Hope and change in 2012
Trust but verify
The Glass-Steagall Act (GSA) of 1933 was one of the key legislative attempts to stabilize the U.S. financial system in the wake of the Great Depression. It created a banking system that separated the more risky ventures of investment banking from commercial banks. Because this approach was too restrictive for banks to be competitive, GSA was repealed in 1999 by the Gramm-Leach-Bliley Act, (aka “Financial Modernization Act”).
Under the 1999 law signed by Bill Clinton banking institutions were allowed to provide a broader range of services, including underwriting. Citigroup, Bank of America and J.P Morgan Chase have been cited as major benefactors of the 1999 law. They owned a vast network of bank branches, bought and sold stocks and managed corporate mergers. While the 1999 law made American banks more competitive internationally, it left unanswered the fundamental question of how to balance risk with the need to compete. One of the few U.S. Senators to oppose the bill that passed by a margin of 90-8 was North Dakota Republican Byron Dorgan. A New York Times article (Leonhard, 9-9-08) quotes Dorgan as saying, “I think we will look back in 10 years’ time and say we should not have done this, but we did because we forgot the lessons of the past…and that which is true in the 1930s is true in 2010.”
As if the 1999 law were not enough. There had to be more deregulation, and this one signed by lame duck President Bill Clinton in December 2000 was the mother of all deregulation, the “Commodity Futures Modernization Act”. This was passed in the name of updating laws to match the competitive genius of U.S. financial captains. It paved the way for the growth of the financial derivatives market by restricting regulation of over-the-counter derivatives like credit default swaps. The measure was supposed to resolve a jurisdictional dispute between the Securities Exchange Commission (SEC) and the Commodities Futures Trading Commission (CFTC) and allow more trading of stocks in the same commodities fashion as they were being traded in European markets. Some analysts find this law also opened the door for banks to be more aggressive in mortgage investments
We should not forget that the root causes of our current financial crisis is more than a question of poor management and outdated government policies, including over-taxing and deficit spending. We must also address a question at the very heart of our capitalist system. How can we do a better job to create a climate that rewards altruism and punishes, rather than praises, greed? While the answer comes partly in a better system of regulation, it is very much a question of culture and how Americans view the meaning of freedom. The breadth of issues, cultural and religious values that underpin cultural values cannot be covered adequately in this brief column. In the narrow topic of regulation, we know we need to find policy makers, managers and administrative staffers who understand how to balance the need for regulation with freedom to make mistakes. Too often we find bureaucrats who have too much power through their office to restrict freedom in the name of protecting the public.

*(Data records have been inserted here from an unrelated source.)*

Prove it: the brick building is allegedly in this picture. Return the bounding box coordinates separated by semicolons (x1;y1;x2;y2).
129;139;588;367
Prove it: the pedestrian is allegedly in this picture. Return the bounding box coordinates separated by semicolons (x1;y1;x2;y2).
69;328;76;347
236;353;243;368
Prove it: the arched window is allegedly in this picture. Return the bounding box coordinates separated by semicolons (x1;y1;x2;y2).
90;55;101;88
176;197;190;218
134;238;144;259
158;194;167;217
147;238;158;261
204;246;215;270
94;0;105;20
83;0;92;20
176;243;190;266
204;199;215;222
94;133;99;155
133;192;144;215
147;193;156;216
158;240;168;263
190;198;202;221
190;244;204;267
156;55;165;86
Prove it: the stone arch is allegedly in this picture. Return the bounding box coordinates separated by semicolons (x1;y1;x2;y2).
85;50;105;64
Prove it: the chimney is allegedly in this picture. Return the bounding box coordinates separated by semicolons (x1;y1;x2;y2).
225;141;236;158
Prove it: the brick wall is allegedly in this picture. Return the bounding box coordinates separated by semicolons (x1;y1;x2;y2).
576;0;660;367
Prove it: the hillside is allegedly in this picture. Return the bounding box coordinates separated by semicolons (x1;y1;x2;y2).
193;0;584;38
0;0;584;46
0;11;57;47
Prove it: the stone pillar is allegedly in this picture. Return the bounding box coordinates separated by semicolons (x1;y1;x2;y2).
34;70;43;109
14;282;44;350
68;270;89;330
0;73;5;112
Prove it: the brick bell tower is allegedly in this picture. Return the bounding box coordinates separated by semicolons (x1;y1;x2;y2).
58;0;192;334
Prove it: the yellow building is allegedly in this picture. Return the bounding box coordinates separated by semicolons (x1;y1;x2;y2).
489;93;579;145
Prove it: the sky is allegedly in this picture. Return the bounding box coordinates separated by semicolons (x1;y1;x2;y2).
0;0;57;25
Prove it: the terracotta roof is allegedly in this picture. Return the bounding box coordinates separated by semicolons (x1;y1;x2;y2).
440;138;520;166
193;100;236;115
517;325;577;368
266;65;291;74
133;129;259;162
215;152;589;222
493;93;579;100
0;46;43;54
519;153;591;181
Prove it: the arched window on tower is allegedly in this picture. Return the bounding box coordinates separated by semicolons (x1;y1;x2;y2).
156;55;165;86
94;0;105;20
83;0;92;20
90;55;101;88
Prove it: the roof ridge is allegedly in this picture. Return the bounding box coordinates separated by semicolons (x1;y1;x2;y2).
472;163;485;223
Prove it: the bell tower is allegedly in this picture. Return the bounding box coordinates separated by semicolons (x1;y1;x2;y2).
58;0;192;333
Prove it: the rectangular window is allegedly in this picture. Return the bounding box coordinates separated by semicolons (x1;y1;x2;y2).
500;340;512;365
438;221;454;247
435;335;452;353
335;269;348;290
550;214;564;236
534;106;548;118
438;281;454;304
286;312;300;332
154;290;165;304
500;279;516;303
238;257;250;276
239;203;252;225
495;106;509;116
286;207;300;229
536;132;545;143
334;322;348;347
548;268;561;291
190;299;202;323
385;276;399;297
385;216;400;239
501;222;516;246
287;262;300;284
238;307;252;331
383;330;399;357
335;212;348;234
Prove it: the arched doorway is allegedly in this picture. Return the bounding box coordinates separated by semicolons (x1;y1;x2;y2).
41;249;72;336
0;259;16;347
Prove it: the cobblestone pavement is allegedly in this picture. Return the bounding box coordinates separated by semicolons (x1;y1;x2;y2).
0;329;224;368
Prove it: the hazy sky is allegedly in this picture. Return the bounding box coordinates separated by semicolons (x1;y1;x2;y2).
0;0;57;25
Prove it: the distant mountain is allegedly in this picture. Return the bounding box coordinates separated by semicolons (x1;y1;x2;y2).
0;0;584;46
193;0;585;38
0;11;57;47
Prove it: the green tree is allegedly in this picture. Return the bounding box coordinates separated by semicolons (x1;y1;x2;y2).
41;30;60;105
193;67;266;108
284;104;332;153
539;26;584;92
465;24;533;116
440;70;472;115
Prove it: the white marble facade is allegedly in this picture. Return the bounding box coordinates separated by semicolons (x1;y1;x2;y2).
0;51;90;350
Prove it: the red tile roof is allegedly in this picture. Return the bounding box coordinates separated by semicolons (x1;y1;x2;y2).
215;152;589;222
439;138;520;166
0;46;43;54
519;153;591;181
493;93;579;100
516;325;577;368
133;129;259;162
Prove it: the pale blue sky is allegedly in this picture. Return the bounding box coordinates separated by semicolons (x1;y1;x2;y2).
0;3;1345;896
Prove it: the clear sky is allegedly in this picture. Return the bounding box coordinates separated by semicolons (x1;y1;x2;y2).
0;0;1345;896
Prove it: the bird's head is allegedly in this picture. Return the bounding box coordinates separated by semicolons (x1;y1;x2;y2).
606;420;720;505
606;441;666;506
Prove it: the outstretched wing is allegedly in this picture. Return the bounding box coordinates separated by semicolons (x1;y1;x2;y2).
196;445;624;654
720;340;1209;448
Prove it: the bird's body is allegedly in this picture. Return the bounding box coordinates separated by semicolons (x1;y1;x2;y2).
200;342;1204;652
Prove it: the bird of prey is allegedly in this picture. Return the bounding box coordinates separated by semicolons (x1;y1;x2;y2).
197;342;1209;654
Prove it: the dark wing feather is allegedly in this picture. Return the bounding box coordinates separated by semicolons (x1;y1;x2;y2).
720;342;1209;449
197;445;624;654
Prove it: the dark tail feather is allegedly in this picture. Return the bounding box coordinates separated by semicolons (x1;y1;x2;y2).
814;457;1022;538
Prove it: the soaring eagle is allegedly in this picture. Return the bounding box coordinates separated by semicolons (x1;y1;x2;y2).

It seems American policy makers have yet to discover a good recipe either for regulation or to control the regulators. The problem with regulatory policy is that its effects are not felt until sometime after implemented. As for the regulators, we have little control over them, which is another problem when you have too many regulations.
How can Americans know if re-regulation or de-regulation is effective? Perhaps it all comes down to a matter of trust in the people we elect to office. I say, trust, but verify. Whomever we elect, needs to be monitored to make sure they do as they promised, and to see if the regulations and laws they pass, are effective and implemented appropriately. It is not only our job to be informed and to take part in the nomination and election process. We also need to communicate our concerns regarding performance of the regulators. Legislative oversight, administrative audits and public reports are among the many ways elected officials have to control the regulators. This part of their job is not as glamorous as making policy, but it is equally important. This is how a functional system of checks and balances should work. How is it working for you?